Spesifikasi
Taq DNA Polimerase 1000 U dengan buffer campuran (Pengiriman dengan kantong es)
Penyimpanan Kondisi:
Taq DNA Polimerase dan Taq PCR Kit harus disimpan di -30 hingga -15°C dalam freezer bersuhu konstan setelah diterima.
Tes:
Catatan Sebelum Memulai:
- Dilengkapi dengan Load PCR Buffer yang mengandung reagen pemuatan gel dan pewarna pelacak gel.
- Buffer PCR dan Buffer PCR Beban menghasilkan konsentrasi akhir 1.5 mM MgCl2 dalam campuran reaksi.

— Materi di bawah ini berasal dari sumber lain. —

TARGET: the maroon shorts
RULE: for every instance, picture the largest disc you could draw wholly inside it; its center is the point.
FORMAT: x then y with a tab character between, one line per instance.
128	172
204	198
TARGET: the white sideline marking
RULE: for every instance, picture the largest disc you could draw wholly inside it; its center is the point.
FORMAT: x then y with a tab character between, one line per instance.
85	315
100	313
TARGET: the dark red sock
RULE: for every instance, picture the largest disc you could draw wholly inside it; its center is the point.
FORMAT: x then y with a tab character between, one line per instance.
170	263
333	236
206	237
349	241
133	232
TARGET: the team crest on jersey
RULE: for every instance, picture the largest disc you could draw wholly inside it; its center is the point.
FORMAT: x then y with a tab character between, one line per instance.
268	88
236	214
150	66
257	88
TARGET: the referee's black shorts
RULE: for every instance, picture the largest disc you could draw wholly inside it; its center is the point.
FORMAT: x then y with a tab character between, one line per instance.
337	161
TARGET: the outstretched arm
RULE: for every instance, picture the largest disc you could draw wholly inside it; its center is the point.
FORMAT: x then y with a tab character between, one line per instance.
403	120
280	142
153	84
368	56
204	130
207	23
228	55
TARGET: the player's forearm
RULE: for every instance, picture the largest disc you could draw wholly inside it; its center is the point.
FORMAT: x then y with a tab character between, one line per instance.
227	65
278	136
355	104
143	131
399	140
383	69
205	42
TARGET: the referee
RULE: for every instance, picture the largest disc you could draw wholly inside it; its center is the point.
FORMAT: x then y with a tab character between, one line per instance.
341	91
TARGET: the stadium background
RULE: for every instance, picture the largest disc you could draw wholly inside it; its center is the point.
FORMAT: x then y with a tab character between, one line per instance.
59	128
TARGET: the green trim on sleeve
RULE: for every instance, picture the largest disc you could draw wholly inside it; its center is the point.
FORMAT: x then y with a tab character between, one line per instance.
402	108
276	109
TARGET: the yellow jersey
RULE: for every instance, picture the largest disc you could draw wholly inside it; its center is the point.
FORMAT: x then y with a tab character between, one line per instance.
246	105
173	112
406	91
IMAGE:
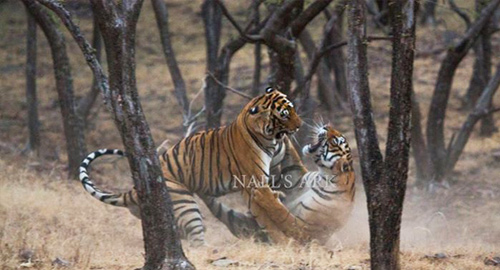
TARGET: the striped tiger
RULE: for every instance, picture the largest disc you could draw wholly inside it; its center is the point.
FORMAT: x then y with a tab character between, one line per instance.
321	199
216	162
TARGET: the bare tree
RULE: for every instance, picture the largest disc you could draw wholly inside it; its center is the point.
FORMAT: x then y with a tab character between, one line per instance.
482	66
161	14
257	51
87	102
212	21
429	13
384	180
336	58
31	96
72	124
435	124
118	26
482	109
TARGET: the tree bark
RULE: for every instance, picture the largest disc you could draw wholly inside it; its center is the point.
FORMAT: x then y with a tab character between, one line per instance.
72	124
118	25
31	96
161	14
481	110
437	111
429	13
487	123
87	103
257	52
418	144
385	181
387	211
212	19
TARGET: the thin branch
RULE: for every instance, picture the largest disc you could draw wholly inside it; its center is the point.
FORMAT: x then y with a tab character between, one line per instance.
241	31
460	13
85	47
312	10
236	91
319	54
343	43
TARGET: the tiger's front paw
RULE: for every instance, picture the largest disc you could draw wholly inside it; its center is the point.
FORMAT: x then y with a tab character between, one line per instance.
265	196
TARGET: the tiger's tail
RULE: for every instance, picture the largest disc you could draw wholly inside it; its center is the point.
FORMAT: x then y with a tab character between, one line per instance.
126	199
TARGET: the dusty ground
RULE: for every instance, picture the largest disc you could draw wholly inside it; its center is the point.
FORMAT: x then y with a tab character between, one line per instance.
42	212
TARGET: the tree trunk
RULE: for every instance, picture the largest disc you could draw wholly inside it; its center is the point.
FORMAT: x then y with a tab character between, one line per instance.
257	52
163	248
481	110
72	124
212	19
161	14
487	122
388	207
418	144
118	25
31	97
429	13
437	111
385	182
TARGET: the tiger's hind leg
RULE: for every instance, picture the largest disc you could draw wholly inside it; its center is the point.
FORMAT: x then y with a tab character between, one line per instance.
187	214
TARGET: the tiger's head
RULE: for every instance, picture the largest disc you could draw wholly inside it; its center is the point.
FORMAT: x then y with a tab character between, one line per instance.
271	115
329	146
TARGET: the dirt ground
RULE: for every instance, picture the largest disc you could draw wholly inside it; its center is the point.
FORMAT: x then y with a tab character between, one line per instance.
43	216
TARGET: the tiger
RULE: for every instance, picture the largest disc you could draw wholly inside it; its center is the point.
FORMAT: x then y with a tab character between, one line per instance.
322	199
209	163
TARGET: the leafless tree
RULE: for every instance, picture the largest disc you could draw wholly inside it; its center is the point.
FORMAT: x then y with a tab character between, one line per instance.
257	51
118	27
161	14
384	180
31	96
212	21
87	102
436	118
72	124
429	13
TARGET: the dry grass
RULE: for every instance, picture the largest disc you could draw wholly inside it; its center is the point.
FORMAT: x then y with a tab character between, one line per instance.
42	212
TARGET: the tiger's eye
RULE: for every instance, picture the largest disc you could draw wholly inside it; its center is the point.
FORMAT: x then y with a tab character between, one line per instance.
254	110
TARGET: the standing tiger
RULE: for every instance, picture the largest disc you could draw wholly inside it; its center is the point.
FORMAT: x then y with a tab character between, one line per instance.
321	199
208	162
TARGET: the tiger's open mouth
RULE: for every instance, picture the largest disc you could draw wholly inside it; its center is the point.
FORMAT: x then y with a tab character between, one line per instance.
313	147
282	133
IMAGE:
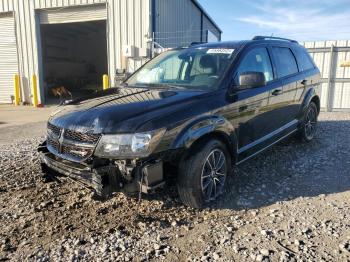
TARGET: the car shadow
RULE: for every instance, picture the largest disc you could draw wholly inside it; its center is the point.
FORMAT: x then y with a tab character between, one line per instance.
293	169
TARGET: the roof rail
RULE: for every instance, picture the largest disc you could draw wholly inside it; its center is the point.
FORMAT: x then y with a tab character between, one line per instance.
259	37
197	43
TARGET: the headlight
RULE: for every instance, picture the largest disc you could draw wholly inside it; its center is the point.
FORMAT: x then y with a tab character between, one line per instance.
129	145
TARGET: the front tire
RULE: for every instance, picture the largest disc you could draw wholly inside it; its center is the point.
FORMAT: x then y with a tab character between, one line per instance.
203	172
308	129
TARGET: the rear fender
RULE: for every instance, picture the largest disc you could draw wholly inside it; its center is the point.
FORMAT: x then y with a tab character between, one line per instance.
307	99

Sesuaikan konsentrasi Mg2+ jika perlu dengan menambahkan 25 mM MgCl2.
- Campuran dNTP tingkat PCR berkualitas tinggi (10 mm) tersedia secara terpisah jika diperlukan.
- Simpan tabung PCR di atas es sampai dimasukkan ke dalam thermal cycler.
- Sertakan Kontrol Tanpa Templat (NTC) dalam setiap pengujian.
Persiapan dan Pencampuran:
- Lelehkan buffer dan reagen pada suhu kamar atau di atas es, lalu simpan di dalam es setelah pencairan sempurna.
- Siapkan campuran reaksi yang mengandung semua komponen PCR kecuali DNA cetakan. Mempersiapkan 10% volume lebih banyak dari yang dibutuhkan.
- Campur campuran reaksi secara menyeluruh dan tuangkan ke dalam tabung PCR.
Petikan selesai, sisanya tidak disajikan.